The researchers found that caffeine, along with 23 other compounds, can boost an enzyme that provides two key roles in the brain.
Firstly, NMNAT2 guards neurons from stress and secondly, provides a “chaperone function” to combat mismfolded proteins of tau, which are believed to be a hallmark of Alzheimer’s and a range of other neurodegenerative disorders, including Parkinson’s, Huntingdon’s and ALS.
To identify the key substances that could boost the activity of NMNAT2, scientists screened more than 1,280 compounds, including existing drugs.
When caffeine was administered to mice with lower levels of the enzyme, production of NMNAT2 shot up to normal levels.
Critically, caffeine has also been shown to improve memory function in mice genetically modified to produce lots of misfolded tau proteins.
The study also identified rolipram, a discontinued antidepressant, as a strong boost for the production of the enzyme.
But they weren’t the only important findings. The researchers also found 13 compounds that could lower the production of the enzyme.
Hui-Chen Lu, a professor of biomolecular science at Indiana University’s Bloomington College of Arts and Sciences, led the study.
She in a statement: “Increasing our knowledge about the pathways in the brain that appear to naturally cause the decline of this necessary protein is equally as important as identifying compounds that could play a role in future treatment of these debilitating mental disorders.”
It’s important research, but if you’re looking to stave off Alzheimer’s now, it’s worth heeding the NHS’s advice.
“As the exact cause of dementia and in particular Alzheimer’s disease is not known, there is no clear way to prevent the condition. There are things you can do that may reduce your risk, such as stopping smoking and reducing alcohol intake, eating a healthy, balanced diet, and staying physically fit and mentally active.”

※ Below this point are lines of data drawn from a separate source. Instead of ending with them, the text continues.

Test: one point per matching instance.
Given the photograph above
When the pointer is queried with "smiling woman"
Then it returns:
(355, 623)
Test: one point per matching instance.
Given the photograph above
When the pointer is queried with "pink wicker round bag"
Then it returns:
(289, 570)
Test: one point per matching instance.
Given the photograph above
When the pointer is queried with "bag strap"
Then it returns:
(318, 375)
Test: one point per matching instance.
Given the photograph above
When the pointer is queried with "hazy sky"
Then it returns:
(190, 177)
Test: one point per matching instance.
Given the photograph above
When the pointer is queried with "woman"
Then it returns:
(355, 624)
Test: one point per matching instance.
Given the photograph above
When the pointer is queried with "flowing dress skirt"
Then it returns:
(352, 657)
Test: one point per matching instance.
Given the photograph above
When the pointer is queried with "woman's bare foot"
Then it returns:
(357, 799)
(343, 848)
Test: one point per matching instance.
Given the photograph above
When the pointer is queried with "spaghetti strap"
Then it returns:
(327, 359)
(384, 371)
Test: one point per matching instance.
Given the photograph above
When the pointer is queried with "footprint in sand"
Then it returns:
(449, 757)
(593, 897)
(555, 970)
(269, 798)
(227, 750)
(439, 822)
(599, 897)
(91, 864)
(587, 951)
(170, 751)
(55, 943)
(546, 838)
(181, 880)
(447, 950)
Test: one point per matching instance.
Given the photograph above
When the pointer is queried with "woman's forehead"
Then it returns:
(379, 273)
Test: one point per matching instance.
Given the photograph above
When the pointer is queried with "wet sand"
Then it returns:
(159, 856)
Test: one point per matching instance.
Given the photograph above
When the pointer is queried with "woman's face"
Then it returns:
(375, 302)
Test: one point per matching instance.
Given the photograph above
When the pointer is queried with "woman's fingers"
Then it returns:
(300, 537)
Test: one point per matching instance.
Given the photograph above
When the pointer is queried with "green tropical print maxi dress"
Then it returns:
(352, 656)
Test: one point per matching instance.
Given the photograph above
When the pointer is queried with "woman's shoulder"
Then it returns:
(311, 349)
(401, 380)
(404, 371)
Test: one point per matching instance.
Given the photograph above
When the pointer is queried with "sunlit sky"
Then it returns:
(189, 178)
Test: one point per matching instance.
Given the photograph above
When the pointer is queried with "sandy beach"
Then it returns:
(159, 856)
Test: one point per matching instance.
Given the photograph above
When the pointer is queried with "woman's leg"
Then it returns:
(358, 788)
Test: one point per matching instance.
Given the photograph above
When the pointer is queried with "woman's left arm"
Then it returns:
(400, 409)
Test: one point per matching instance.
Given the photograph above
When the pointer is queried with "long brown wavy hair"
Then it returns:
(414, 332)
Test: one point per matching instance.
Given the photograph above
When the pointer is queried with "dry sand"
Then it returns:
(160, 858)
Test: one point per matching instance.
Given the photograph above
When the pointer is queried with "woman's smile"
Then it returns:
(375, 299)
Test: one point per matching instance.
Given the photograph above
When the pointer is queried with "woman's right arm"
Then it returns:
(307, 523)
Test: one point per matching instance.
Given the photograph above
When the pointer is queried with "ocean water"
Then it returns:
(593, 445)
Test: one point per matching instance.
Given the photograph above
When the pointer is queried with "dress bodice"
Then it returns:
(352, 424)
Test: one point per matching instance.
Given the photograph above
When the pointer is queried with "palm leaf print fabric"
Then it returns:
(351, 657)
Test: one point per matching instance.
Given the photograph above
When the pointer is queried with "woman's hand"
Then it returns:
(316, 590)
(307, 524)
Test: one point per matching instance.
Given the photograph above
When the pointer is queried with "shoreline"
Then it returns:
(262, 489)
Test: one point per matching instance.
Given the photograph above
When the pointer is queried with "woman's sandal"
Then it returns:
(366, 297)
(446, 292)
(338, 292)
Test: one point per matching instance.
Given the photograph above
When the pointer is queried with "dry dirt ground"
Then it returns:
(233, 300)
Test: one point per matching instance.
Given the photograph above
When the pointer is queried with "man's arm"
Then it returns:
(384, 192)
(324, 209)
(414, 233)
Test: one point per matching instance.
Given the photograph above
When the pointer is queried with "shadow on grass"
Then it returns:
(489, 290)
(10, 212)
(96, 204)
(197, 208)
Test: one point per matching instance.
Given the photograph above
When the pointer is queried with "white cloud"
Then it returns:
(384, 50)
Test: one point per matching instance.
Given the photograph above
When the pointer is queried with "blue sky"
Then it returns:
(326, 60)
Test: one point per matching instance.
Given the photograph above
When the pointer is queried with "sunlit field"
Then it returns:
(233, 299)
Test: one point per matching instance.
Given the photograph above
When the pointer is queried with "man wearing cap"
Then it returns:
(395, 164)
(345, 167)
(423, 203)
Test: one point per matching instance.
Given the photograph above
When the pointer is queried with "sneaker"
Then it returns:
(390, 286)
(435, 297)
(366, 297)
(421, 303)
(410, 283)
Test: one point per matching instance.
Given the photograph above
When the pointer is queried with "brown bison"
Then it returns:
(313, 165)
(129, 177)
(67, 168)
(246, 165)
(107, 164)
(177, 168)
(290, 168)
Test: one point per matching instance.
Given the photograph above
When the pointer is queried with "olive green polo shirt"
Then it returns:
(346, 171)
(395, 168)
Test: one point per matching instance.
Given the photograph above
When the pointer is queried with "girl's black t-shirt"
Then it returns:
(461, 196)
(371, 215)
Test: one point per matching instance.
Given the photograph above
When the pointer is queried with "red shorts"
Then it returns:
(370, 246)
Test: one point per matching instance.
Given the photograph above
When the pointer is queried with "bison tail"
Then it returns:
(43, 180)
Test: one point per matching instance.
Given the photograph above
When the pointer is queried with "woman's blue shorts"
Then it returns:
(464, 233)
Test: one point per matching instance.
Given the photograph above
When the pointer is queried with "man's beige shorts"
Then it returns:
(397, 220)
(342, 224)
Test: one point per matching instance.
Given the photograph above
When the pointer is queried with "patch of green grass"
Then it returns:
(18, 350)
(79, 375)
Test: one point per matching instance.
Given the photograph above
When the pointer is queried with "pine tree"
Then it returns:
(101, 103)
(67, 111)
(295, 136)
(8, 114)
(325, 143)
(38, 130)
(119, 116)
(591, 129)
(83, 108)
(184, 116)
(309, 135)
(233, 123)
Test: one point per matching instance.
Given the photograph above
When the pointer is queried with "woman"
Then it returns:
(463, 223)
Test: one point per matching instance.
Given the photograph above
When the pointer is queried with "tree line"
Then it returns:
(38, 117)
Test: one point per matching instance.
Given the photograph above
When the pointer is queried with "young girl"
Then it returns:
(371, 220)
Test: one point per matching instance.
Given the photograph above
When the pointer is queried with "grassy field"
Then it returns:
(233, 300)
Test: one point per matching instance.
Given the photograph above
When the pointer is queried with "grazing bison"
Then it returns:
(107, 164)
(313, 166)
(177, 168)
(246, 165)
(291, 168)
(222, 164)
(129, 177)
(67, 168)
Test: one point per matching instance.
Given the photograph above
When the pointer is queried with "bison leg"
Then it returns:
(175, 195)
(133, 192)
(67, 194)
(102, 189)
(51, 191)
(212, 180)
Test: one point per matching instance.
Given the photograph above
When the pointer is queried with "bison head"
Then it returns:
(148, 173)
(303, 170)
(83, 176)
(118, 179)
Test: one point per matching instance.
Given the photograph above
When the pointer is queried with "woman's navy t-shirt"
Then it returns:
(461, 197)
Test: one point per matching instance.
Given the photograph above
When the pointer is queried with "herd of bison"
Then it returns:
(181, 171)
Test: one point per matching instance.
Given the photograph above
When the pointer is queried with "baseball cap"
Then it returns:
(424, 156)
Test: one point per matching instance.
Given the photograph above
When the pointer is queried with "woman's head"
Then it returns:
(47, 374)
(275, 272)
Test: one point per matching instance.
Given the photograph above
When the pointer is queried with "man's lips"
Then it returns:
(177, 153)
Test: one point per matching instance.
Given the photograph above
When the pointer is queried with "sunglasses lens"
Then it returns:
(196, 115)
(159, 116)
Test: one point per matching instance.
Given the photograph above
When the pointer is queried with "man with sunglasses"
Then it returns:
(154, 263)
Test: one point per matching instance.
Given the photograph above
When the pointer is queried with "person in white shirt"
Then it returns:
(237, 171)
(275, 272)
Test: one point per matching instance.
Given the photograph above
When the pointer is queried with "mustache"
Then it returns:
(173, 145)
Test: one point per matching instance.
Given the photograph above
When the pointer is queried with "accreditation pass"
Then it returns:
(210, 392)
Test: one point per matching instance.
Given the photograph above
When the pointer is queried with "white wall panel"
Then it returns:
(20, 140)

Dr David Reynold, chief scientific officer at Alzheimer’s Research UK said:
“When searching for potential new treatments for a condition, screening libraries of existing drugs can be a valuable approach to take. In this new study, the researchers have identified a number of drugs that are able to boost the levels of a protein indicated to be important for nerve cell health, however it is too early to say whether any of these drugs could hold potential as new dementia treatments.
“The researchers identified caffeine as having a positive effect in their study, but the doses they used in their experiments were far higher than is safe for a person to consume in a day. The study does not indicate that the everyday drinking of coffee will provide benefits for people living with dementia. Future studies will need to scrutinise exactly how these drugs are working, as this may reveal new ways to try to tackle the diseases that cause dementia.”